33ページ
お金がない。その一言で、幼いながらもフレイヴは「ああ、自分の家は貧困なんだな」と状況を把握していた。だが、自身は子ども。ボキャブラリーは少ない。雰囲気だけしか理解ができない。何も言えなかった。父親は苦渋の決断をしたようで、あるときに自分を連れて情報の町にある酒場へとやって来たのだ。
初めて訪れたこの店の雰囲気は一言で表すならば、二度と来たくない場所である。なぜならば、大人にとって嬉しいはずのお酒を父親は苦い顔をして飲んでいたし、周りの大人たちもあまり嬉しそうな顔をしていなかったから。
「本当にいいのかね?」
カウンターの向こう側にいる、隻眼で背の低い男――店主が表情だけは心配そうに訊いてくる。フレイヴはその言葉が嘘だと見抜いていた。だとしても、子どもである自分が口を挟めるような立場ではないのはわかっている。
「ああ」
頷く父親。まるで最終手段にすがる思いだったらしい。
「これが――」
本当はこれを出したくない。そんな感情がフレイヴにも伝わっていた。父親が出したのは一枚の書類。子どもには何が記載されているのかわからない。今となって、あれは役所関係で管理されているはずの個人情報なのではないかと思った。いや、そうとしか思えない。人のいい父親だ。人の情報を売ろうなんて思わないだろう。もし、そうとするならば、自分を犠牲にする――そんな優しい人間だったからだ。

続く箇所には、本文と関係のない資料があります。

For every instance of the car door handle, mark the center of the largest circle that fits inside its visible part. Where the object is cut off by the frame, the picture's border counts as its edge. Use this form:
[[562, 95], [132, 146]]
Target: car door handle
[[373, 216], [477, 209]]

フレイヴはしっかりと店内の床に足を着けてカウンターの向こう側にいる店主に「教えて欲しいことがあります」と言う。
「世間が知らないナズーのことについて教えて欲しいんですが。もしくは最近、ぼくが住んでいた村にあやしい人がいなかったどうかも……」
その願いに素直に応えてくれることはなかった。
「金はあるか? 父親が金ないなら、息子もないようなものだろ」
この店主、数年前の一度だけだったのに、自分たちのことを覚えているのか。たかが、一人の男の子の存在を。
カウンターの向こう側にいる店主が適当にあしらおうとするのだが、これにカムラが「あのさ」とため息をつく。
「情報を金で買えないなら、情報を情報で買えないの?」
「だったら、お嬢さんは持っているのか? 大層な情報を」
店主は言う。ここはただの情報屋ではない、と。表でも裏でも取り扱えそうにない情報の売買をしている店だ、と。鼻で笑ってくる彼に「あるよ」と不敵に笑った。
「この世であたしだけしか知らない情報、あるよ」
それはフレイヴにも言っていないことだと言う。